Mimpi sebagai Persiapan Para Rasul dan Nabi! Pemuda Al Mubasyirah? Dialah Calon Pemimpin Akhir Zaman

Oleh: Dr.dr. H. Jaya Mualimin Munawar Al-Badri, Sp.KJ, M.Kes.MARS.

Mimpi-Mimpi Muhammad Qasim

Beliau, Muhammad Qasim bin Abdul Karim seorang pemuda dari Lahore Pakistan. Ketika penulis berkunjung di kediaman beliau pada bulan Februari 2022, Muhammad Qasim menceritakan beliau bermimpi sejak umur 5/6 tahun tentang dirinya dan peristiwa yang akan dialami ke masa depannya. Kemudian mimpi-mimpi tersebut berlanjut sampai Muhammad Qasim berumur 40 tahun. Tumbuh kembang hidupnya dipenuhi oleh mimpi-mimpi yang hadir dalam hidupanya.
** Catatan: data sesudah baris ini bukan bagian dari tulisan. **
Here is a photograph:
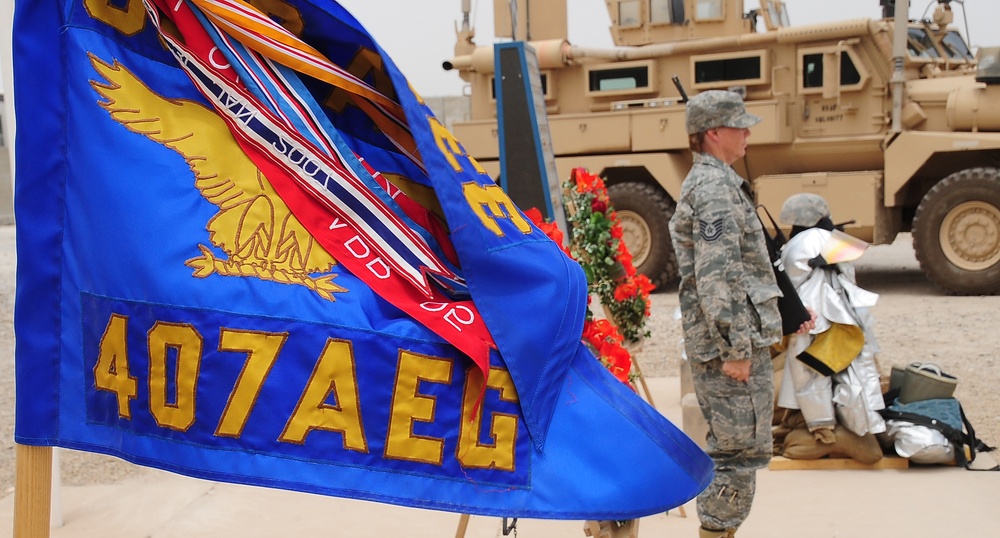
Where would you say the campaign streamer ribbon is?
[144,0,496,378]
[191,0,420,162]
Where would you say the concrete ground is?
[0,377,1000,538]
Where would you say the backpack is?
[879,397,994,468]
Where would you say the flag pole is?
[14,444,52,538]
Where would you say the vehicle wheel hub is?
[941,201,1000,271]
[616,210,653,267]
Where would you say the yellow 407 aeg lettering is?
[93,314,518,471]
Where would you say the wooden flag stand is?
[14,444,52,538]
[455,350,687,538]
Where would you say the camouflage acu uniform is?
[670,90,781,529]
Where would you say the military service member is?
[670,91,810,537]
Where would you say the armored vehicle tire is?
[913,168,1000,295]
[608,182,677,289]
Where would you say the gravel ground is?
[0,226,1000,497]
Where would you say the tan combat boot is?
[698,527,736,538]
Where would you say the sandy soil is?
[0,226,1000,496]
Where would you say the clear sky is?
[339,0,1000,97]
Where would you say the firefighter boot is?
[698,527,736,538]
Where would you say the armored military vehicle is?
[444,0,1000,295]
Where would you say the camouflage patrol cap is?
[781,192,830,227]
[686,90,760,134]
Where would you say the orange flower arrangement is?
[525,168,653,383]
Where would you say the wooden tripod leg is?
[455,514,469,538]
[632,357,656,409]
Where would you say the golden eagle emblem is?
[90,54,347,301]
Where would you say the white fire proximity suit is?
[778,228,885,436]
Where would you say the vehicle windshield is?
[941,30,975,61]
[906,28,941,59]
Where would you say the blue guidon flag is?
[14,0,712,520]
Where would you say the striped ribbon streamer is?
[144,0,496,374]
[190,0,420,162]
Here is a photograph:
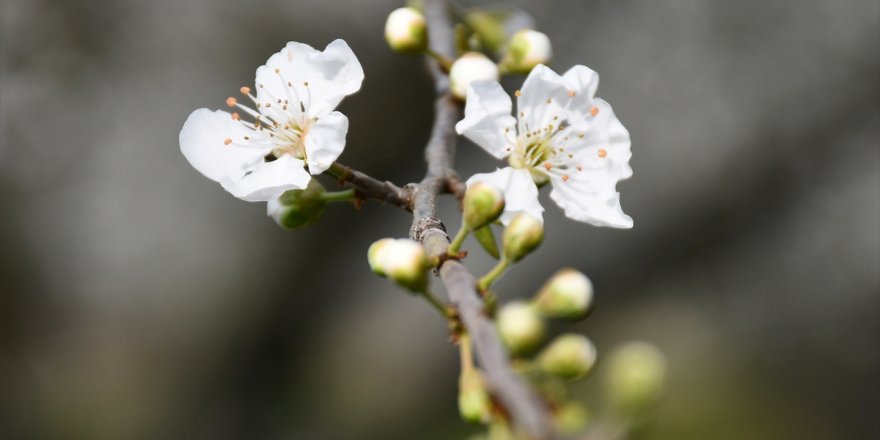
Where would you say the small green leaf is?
[474,225,499,259]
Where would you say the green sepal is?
[473,225,500,260]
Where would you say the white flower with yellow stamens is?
[455,65,633,228]
[180,40,364,202]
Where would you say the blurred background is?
[0,0,880,439]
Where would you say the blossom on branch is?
[180,40,364,202]
[455,65,633,228]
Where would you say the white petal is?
[179,108,271,182]
[455,81,516,159]
[562,65,599,110]
[256,40,364,117]
[566,98,632,179]
[516,64,570,130]
[305,112,348,175]
[550,170,633,229]
[467,167,544,226]
[220,155,311,202]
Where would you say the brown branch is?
[410,0,553,439]
[327,162,413,211]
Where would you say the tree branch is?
[327,162,413,211]
[410,0,553,439]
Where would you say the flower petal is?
[455,81,516,159]
[562,65,599,110]
[220,155,312,202]
[305,112,348,175]
[467,167,544,226]
[516,64,571,130]
[256,40,364,117]
[550,170,633,229]
[566,98,632,182]
[179,108,271,182]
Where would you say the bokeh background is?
[0,0,880,439]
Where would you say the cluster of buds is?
[385,7,553,99]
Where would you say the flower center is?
[224,69,316,160]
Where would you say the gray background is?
[0,0,880,439]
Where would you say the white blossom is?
[456,65,633,228]
[180,40,364,201]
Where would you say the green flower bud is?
[266,179,327,229]
[535,269,593,319]
[462,182,504,231]
[367,238,394,277]
[553,402,590,436]
[538,333,596,380]
[501,213,544,262]
[458,369,492,423]
[501,29,553,73]
[449,52,498,99]
[496,301,544,355]
[367,238,431,292]
[606,342,666,414]
[385,8,428,53]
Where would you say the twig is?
[327,163,413,211]
[410,0,553,439]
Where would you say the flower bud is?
[367,238,394,277]
[462,182,504,231]
[606,342,666,414]
[553,402,590,436]
[367,238,430,292]
[501,212,544,262]
[535,269,593,319]
[449,52,498,99]
[538,333,596,380]
[266,179,327,229]
[496,301,544,355]
[458,368,492,423]
[501,29,553,73]
[385,8,428,53]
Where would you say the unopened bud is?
[535,269,593,319]
[458,368,492,423]
[449,52,498,99]
[367,238,394,277]
[266,179,327,229]
[462,182,504,231]
[502,29,553,73]
[501,213,544,262]
[538,333,596,380]
[496,301,544,355]
[553,402,590,436]
[385,8,428,53]
[606,342,666,413]
[367,238,430,292]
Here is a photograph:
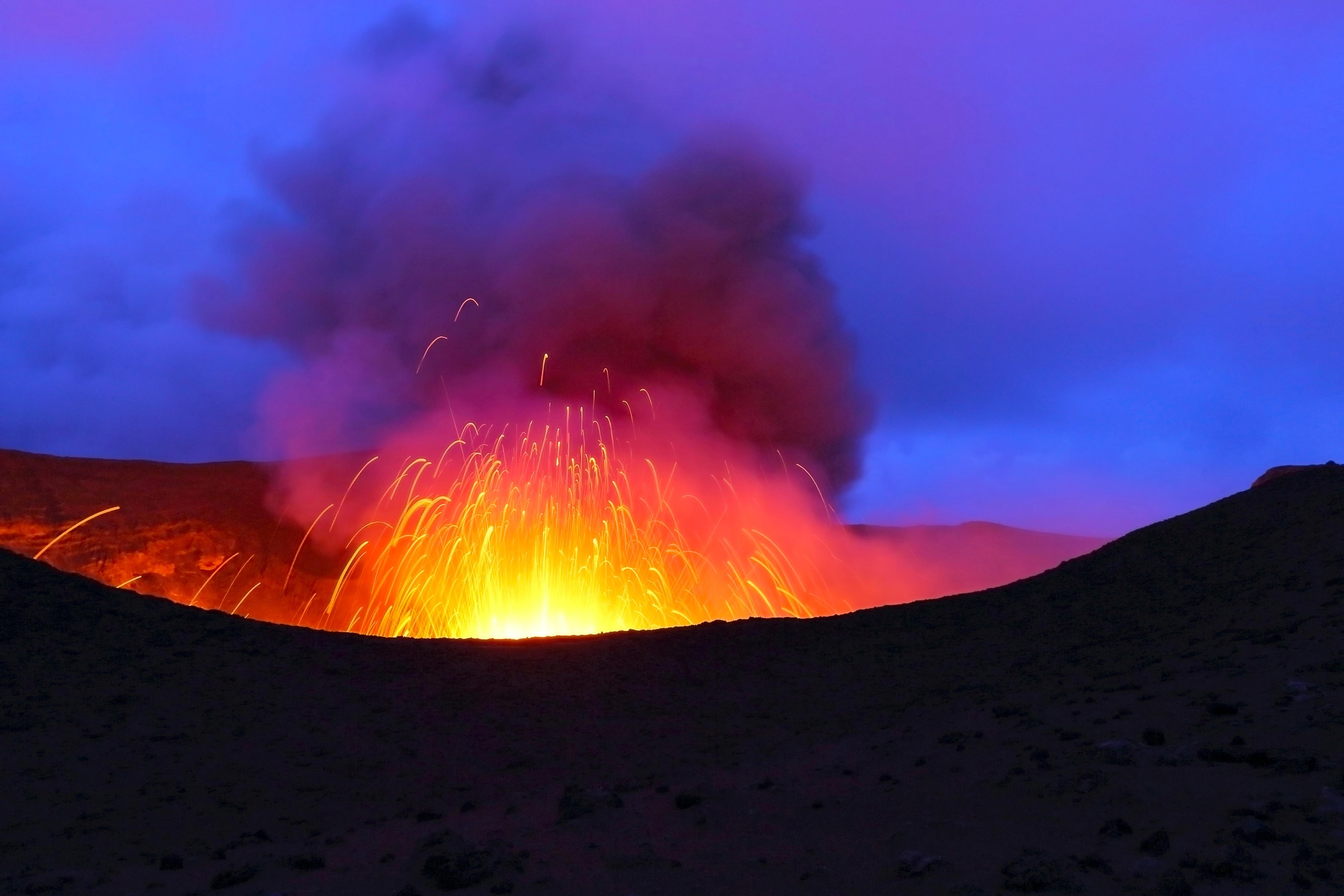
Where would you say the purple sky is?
[0,0,1344,535]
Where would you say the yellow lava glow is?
[309,411,844,638]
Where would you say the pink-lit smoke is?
[198,18,870,489]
Satu waktu mimpi yang dialami karena indahnya, Muhammad Qasim baru tersadar ketika terbangun. Demikian lah yang dikisahkan dalam mimpi-mimpi yang telah dibagikan dalam kanal YouTube-nya, dan disebarkan oleh para Helpers Muhammad Qasim sejak tahun 2014.

Mimpi Al-Mubasyirah

Hakikat mimpi adalah sebuah kesadaran yang timbul dalam jiwa rasional yang berada dalam esensi spiritualnya sebagai percikan dari bentuk-bentuk peristiwa. Begitu jiwa menjadi spiritual maka bentuk-bentuk jiwa spiritual itu memiliki eksistensi yang aktual di dalamnya. Sebagaimana yang terjadi pada semua esensi spiritual lainnya.

Jiwa yang menjadi spiritual akan melepaskan diri dari materi badani dan persepsi badani. Kejadian ini akan berlangsung ketika tidur, sehingga memunculkan pengetahuan tentang kejadian-kejadian masa mendatang yang diimpikan, dan kembali memperoleh persepsi yang termasuk bagiannya.
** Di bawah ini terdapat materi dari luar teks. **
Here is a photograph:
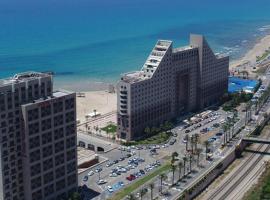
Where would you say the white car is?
[107,185,113,193]
[97,179,107,185]
[110,173,117,177]
[87,171,94,176]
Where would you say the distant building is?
[0,72,78,200]
[117,34,229,140]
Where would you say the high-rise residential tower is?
[0,72,77,200]
[117,34,229,140]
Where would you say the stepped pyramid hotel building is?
[117,34,229,140]
[0,72,77,200]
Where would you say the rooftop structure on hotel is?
[117,34,229,140]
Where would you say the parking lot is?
[79,107,243,199]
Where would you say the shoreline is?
[75,32,270,123]
[58,34,270,92]
[229,34,270,69]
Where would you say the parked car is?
[216,132,223,136]
[185,129,190,133]
[87,171,94,176]
[97,179,107,185]
[126,174,136,181]
[110,173,118,177]
[107,185,113,193]
[169,139,176,145]
[83,176,88,182]
[95,167,102,173]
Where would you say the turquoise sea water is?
[0,0,270,88]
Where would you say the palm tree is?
[204,140,209,160]
[171,165,176,186]
[178,162,183,180]
[183,156,188,176]
[190,135,195,153]
[149,183,155,200]
[93,109,97,117]
[159,174,167,194]
[171,151,179,164]
[85,122,88,133]
[194,133,200,151]
[140,188,146,200]
[184,135,189,151]
[189,154,193,172]
[222,123,229,145]
[127,193,136,200]
[196,148,202,167]
[144,127,151,135]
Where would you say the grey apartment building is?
[0,72,78,200]
[117,34,229,140]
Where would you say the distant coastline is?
[55,34,270,92]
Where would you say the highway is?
[202,144,270,200]
[200,65,270,200]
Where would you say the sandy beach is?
[76,91,117,122]
[230,35,270,69]
[77,35,270,121]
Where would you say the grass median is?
[110,162,171,200]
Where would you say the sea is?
[0,0,270,90]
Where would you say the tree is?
[151,126,157,134]
[164,121,173,131]
[189,154,193,172]
[140,188,147,200]
[171,151,179,164]
[159,174,167,194]
[184,135,189,151]
[204,140,209,160]
[171,165,176,185]
[127,193,136,200]
[149,183,155,200]
[85,122,88,133]
[190,135,195,153]
[93,109,97,117]
[196,148,202,167]
[222,123,229,145]
[183,155,188,176]
[178,162,183,180]
[194,133,200,151]
[144,127,151,135]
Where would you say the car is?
[95,167,102,173]
[110,173,118,177]
[107,185,114,193]
[87,171,94,176]
[97,179,107,185]
[126,153,132,158]
[213,123,220,128]
[169,139,176,145]
[118,181,125,187]
[83,176,88,182]
[216,132,223,136]
[113,160,118,164]
[106,162,113,167]
[126,174,136,181]
[140,169,145,175]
Jiwa secara potensi merupakan esensi spiritual yang dilengkapi oleh organ jasmani dan persepsi-persepsi tubuh sehingga eksistensinya logis dan menjadi sempurna. Spiritual jiwa yang sudah menjadi eksistensi spiritual tidak memerlukan lagi bantuan organ jasmani. Dalam tingkatan spiritual, jiwa mempunyai tingkatan terendah dibandingkan jenis malaikat yang menempati tingkat tertinggi dan ia tidak perlu persepsi jasmani apa pun.

Persiapan untuk kehidupan rohani yang tinggi akan terbentuk dalam jiwa selama masih ada di dalam jasmani. Persiapan yang spesifik menuju kerohanian yang tinggi harus melalui pembimbingan seperti yang dimiliki oleh para wali, dan ada juga persiapan yang sifatnya umum dimiliki oleh semua manusia. Inilah arti dan maksud mimpi.
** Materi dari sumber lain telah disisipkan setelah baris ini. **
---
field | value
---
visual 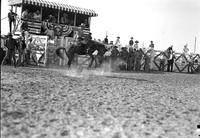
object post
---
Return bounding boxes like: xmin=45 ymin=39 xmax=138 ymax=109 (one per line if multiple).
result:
xmin=40 ymin=6 xmax=42 ymax=22
xmin=15 ymin=6 xmax=17 ymax=13
xmin=21 ymin=0 xmax=24 ymax=15
xmin=57 ymin=9 xmax=60 ymax=24
xmin=88 ymin=17 xmax=91 ymax=29
xmin=194 ymin=36 xmax=197 ymax=54
xmin=74 ymin=13 xmax=76 ymax=27
xmin=73 ymin=13 xmax=76 ymax=37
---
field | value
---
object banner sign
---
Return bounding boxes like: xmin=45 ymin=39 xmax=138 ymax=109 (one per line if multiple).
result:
xmin=30 ymin=35 xmax=47 ymax=66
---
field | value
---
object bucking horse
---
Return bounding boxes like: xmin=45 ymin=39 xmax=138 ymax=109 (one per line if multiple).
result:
xmin=56 ymin=40 xmax=107 ymax=68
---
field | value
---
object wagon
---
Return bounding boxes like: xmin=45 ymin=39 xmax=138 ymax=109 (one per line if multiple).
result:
xmin=8 ymin=0 xmax=98 ymax=66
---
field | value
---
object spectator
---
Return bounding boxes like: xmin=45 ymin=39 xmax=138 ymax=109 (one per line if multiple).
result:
xmin=167 ymin=46 xmax=175 ymax=72
xmin=133 ymin=40 xmax=139 ymax=50
xmin=8 ymin=10 xmax=17 ymax=33
xmin=115 ymin=36 xmax=121 ymax=49
xmin=45 ymin=25 xmax=54 ymax=40
xmin=129 ymin=37 xmax=134 ymax=46
xmin=33 ymin=10 xmax=41 ymax=21
xmin=84 ymin=19 xmax=89 ymax=28
xmin=128 ymin=47 xmax=135 ymax=70
xmin=149 ymin=41 xmax=154 ymax=49
xmin=183 ymin=44 xmax=189 ymax=55
xmin=21 ymin=21 xmax=28 ymax=32
xmin=22 ymin=9 xmax=28 ymax=20
xmin=104 ymin=35 xmax=108 ymax=44
xmin=60 ymin=13 xmax=70 ymax=25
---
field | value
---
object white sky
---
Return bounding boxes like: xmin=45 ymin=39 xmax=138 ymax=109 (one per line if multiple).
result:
xmin=1 ymin=0 xmax=200 ymax=53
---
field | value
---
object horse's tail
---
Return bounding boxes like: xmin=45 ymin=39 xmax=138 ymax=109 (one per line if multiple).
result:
xmin=56 ymin=47 xmax=68 ymax=59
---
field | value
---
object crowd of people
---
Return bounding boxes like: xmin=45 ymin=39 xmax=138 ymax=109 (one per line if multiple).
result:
xmin=2 ymin=9 xmax=198 ymax=72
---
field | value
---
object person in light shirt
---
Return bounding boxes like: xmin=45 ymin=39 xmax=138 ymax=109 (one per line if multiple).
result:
xmin=133 ymin=40 xmax=139 ymax=50
xmin=22 ymin=9 xmax=28 ymax=20
xmin=115 ymin=36 xmax=121 ymax=50
xmin=183 ymin=44 xmax=189 ymax=55
xmin=33 ymin=10 xmax=41 ymax=21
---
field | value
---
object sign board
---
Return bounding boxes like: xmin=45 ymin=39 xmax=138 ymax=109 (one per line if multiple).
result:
xmin=30 ymin=35 xmax=47 ymax=66
xmin=8 ymin=0 xmax=22 ymax=6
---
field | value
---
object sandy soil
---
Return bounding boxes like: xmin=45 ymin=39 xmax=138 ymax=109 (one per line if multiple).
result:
xmin=1 ymin=66 xmax=200 ymax=138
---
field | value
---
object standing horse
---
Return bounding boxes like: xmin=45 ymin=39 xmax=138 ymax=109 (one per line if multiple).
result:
xmin=56 ymin=40 xmax=107 ymax=68
xmin=16 ymin=37 xmax=26 ymax=66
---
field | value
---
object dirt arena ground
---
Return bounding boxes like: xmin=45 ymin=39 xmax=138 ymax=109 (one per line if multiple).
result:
xmin=1 ymin=66 xmax=200 ymax=138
Sedang yang dimiliki oleh para nabi adalah untuk lepas dari kemanusiaan menuju kemalaikatan murni yang merupakan tingkat paling tinggi. Berkali-kali persiapan berulang selama wahyu. Ia terwujud kembali ketika Nabi kembali ke tingkat persepsi jasmani.

Persepsi yang dimiliki selama itu benar-benar sama dengan yang terjadi dalam keadaan tidur. Meskipun tidur sama sekali berbeda dan jauh berbeda di bawah tingkat wahyu. Oleh karena persamaan itulah, Rasulullah ﷺ menetapkan bahwa mimpi merupakan “salah satu dari 46 kenabian, atau diriwayat lain disebutkan 43 atau 40 bagian dari kenabian”.

Kejadian sirah Rasulullah ﷺ yang dialami bila diperhatikan mengenai maksud “46” dikatakan bahwa pada mulanya wahyu diterima Nabi ﷺ melalui mimpi selama 6 bulan atau setengah tahun. Sedangkan lama kenabian seluruhnya adalah 23 tahun, artinya ½ /23 tahun sama dengan 46. Sehingga jelas bahwa salah satu hikmah awal kenabian adalah mimpi yang datang terlebih dahulu sebelum wahyu sebagai bentuk persiapan spesifik yang dimiliki secara fitri bagi para utusan.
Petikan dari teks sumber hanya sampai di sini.